Thursday, April 30, 2015

Reflection #13/40

As I mentioned earlier, my first novel was a surreal detective story called The Lobster-Quadrille.

I wrote my second novel shortly after we moved to Cincinnati, when I was unemployed and didn’t leave the house much. Working on it was therapeutic. The novel was . . . Did you hear the story about the teacher who wrote a novel and published it and then lost his job because the school district thought it was inappropriate? Yeah, I’m not going to tell you any more about my second novel.

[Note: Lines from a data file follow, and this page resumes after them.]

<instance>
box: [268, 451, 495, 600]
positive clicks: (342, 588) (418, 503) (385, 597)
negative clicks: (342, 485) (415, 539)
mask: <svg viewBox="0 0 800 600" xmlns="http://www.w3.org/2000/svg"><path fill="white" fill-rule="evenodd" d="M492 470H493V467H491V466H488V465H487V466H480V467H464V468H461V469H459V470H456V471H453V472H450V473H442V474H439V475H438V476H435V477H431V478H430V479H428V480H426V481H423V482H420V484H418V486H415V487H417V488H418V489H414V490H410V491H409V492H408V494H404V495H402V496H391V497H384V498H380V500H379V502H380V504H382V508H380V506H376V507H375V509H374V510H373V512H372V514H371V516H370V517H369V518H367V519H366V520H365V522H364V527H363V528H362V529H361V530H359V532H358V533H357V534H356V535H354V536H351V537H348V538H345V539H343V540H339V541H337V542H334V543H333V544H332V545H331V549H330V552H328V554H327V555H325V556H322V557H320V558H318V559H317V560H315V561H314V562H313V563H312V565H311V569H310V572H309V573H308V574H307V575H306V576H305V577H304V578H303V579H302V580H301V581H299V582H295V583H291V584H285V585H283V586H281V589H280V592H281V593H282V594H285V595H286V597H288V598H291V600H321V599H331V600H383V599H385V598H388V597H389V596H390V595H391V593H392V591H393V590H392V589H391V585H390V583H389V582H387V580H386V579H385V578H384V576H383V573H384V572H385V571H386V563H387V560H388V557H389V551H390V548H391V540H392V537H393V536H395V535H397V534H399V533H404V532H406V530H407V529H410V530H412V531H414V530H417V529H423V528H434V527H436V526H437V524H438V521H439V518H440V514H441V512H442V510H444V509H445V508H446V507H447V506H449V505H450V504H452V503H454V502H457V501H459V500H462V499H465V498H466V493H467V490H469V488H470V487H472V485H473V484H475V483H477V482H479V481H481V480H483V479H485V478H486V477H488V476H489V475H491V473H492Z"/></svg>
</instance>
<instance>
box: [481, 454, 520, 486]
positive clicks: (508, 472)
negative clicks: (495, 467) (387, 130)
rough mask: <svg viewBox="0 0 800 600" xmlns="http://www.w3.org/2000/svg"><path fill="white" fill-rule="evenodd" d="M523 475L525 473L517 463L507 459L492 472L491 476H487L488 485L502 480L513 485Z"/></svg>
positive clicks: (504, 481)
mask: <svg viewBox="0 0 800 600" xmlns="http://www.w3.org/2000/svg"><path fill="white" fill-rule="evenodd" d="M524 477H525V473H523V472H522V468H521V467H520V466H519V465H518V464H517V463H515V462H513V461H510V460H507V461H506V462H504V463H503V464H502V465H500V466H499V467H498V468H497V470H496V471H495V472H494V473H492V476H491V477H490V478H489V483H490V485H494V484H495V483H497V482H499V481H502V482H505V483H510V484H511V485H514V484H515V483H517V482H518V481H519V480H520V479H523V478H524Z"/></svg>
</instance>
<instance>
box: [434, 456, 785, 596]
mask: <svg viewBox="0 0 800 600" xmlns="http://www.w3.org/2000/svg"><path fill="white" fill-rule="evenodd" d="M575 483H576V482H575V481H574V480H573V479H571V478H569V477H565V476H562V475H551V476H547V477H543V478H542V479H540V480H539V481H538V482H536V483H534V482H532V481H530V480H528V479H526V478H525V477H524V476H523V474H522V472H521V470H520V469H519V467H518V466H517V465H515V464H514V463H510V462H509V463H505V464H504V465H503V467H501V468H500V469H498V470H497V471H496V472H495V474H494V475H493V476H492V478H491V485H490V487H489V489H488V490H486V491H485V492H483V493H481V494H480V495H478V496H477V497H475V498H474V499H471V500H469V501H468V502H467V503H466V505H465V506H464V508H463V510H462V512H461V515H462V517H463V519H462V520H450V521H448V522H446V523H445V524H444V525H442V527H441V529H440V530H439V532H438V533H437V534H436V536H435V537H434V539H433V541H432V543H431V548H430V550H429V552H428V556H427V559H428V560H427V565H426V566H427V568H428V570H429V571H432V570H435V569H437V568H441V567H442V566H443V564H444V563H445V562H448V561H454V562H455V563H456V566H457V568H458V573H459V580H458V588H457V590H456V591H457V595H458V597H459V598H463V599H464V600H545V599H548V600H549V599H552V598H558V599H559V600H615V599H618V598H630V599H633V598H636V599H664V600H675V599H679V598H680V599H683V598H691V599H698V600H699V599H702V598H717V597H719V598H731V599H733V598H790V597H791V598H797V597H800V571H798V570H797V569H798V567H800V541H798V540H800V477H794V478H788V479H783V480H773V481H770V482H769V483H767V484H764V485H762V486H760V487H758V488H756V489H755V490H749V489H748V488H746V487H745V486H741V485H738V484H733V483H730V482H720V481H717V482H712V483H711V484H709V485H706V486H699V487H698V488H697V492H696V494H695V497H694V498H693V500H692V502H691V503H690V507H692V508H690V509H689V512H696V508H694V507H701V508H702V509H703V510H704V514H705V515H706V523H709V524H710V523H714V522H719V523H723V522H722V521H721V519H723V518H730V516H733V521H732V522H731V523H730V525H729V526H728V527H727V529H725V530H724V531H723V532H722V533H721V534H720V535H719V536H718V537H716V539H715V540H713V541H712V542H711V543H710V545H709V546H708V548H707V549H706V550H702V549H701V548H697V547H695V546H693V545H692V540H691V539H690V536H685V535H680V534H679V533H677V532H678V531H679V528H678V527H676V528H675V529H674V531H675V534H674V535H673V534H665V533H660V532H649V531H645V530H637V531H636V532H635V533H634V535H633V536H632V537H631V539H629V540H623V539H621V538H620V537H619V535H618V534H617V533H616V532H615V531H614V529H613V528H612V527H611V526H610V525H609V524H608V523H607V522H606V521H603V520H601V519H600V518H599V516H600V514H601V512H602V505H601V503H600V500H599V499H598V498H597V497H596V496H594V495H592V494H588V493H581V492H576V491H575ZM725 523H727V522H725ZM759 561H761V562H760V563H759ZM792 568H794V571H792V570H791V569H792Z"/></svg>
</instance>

My third novel was inspired by my college years. It had some nice parts, and was coming along pretty well, but it had structural problems. I got about three-quarters of the way through and set it aside to try the National Novel Writer’s Month challenge. My third novel is still incomplete.

In July of 2009 I participated in NaNoWriMo (which is technically in November, but whatever) and wrote a novel in a month. It ended up being a young adult fantasy novel called The Akseliad. The problem with writing a novel in a month, though, is that you have to do a lot of revision afterwards; I spent the next six years working on it. It also ended up being way longer than a YA fantasy novel can be, so it split it into two books. It’s now my fourth and fifth novels. Someday soon I’m going to try to find an agent and work on getting it published.  

My sixth novel is well underway, and is a complete departure from The Akseliad. Instead of young adult fantasy, it’s about grown-up reality. I think it’s the best thing I’ve ever written, though I am told by the members of my writing group that it is extremely depressing.